The protagonists of the film directed by award-winning photographer and director Sigismondi are four women. They wander and dance among flowering hedges in the dreamlike environments created by Tommaso Buzzi. “When I started imagining the new Gucci Bloom campaign, I started from the mystical dimension of feminine sensitivity and its connection with the idea of nature,” says Alessandro Michele. “Anjelica, Florence, Jodie and Susie embody four different ways of being a woman, and perform the ritual of flowers as if they were vestals, while Floria Sigismondi is the priestess behind the camera. Even filming the countryside itself has been a magical experience”.
Luxury or not, many brands have been focusing for quite some time on architectural sets for their advertising campaigns. Just think of Louis Vuitton, who in 2016 shot his spring-summer collection in the iconic Cuadra San Cristóbal by Luis Barragán in Mexico City. The following year, the French brand’s new collection was presented outside the Museum of Contemporary Art in Niterói, Rio de Janeiro, designed by Oscar Niemeyer. In the same year, Bottega Veneta organized a show in Alberto Burri’s Grande Cretto in Gibellina, a city that became, in 2020, the backstage for the promotion of the exclusive “Hermès Silk” line.
Also in 2016, photographer Annemarieke Van Drimmelen shot for Fendi in the terraces of the open-air theatre of the EUR Palazzo dei Congressi in Rome, designed by Adalberto Libera.
In 2019, CP Company chose to celebrate one of the most important masters of Italian organic architecture, Aldo Loris Rossi, using the Casa del Portuale in Naples as the set for the spring-summer 2020 campaign.

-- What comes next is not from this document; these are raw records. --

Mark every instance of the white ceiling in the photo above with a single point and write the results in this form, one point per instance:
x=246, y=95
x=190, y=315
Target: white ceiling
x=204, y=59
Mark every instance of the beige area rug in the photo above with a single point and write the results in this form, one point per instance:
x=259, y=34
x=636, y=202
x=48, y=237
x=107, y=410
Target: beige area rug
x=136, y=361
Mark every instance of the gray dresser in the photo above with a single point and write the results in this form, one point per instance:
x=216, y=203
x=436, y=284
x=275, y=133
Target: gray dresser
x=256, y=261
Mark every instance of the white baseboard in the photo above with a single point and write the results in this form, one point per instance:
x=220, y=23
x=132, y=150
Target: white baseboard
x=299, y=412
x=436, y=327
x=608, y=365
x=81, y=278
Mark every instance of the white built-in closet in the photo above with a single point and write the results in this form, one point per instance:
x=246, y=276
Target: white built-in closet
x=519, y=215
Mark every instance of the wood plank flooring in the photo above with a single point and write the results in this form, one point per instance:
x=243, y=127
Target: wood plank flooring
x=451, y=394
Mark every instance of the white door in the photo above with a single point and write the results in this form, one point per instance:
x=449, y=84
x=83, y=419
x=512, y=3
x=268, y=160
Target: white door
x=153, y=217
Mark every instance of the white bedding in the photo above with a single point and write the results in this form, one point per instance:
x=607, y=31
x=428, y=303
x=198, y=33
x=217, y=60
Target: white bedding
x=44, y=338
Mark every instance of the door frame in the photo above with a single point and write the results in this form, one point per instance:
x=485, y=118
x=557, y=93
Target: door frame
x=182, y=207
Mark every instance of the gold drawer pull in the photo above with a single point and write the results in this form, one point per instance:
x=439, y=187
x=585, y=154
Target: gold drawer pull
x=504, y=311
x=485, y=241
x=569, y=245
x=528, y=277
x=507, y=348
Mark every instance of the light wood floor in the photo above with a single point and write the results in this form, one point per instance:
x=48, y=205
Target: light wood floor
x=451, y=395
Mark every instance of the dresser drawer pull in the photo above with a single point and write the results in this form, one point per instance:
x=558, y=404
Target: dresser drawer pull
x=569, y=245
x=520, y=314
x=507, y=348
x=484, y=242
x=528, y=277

A bold choice, that of CP Company, which distinguishes the brand from the previously mentioned luxury brands. The work of Aldo Loris Rossi, in fact, is much less well known than that of masters such as Barragán, Niemeyer, Libera. Behind the choice of this location lies years of research aimed at transmitting the spirit of the company through the production of images. The same research and curatorial attention that we find today in the Gucci commercial created for the new fragrance.
Besides the individual choices made by companies, it is necessary to reflect today on the theme of the relationship between fashion and architecture. At a time when a reorganization of the discipline and a revision of the role of the architect in society appear necessary, the growing interest of fashion houses towards architecture as a scenography can become an important opportunity for professionals in the sector. Following the principle of cross-pollination between the arts on which Germano Celant has based his entire career, we could imagine a future of interdisciplinary collaborations and advertising campaigns in which architecture is not only the background for a commercial product, but becomes the result of specific research carried out by professionals for the brand.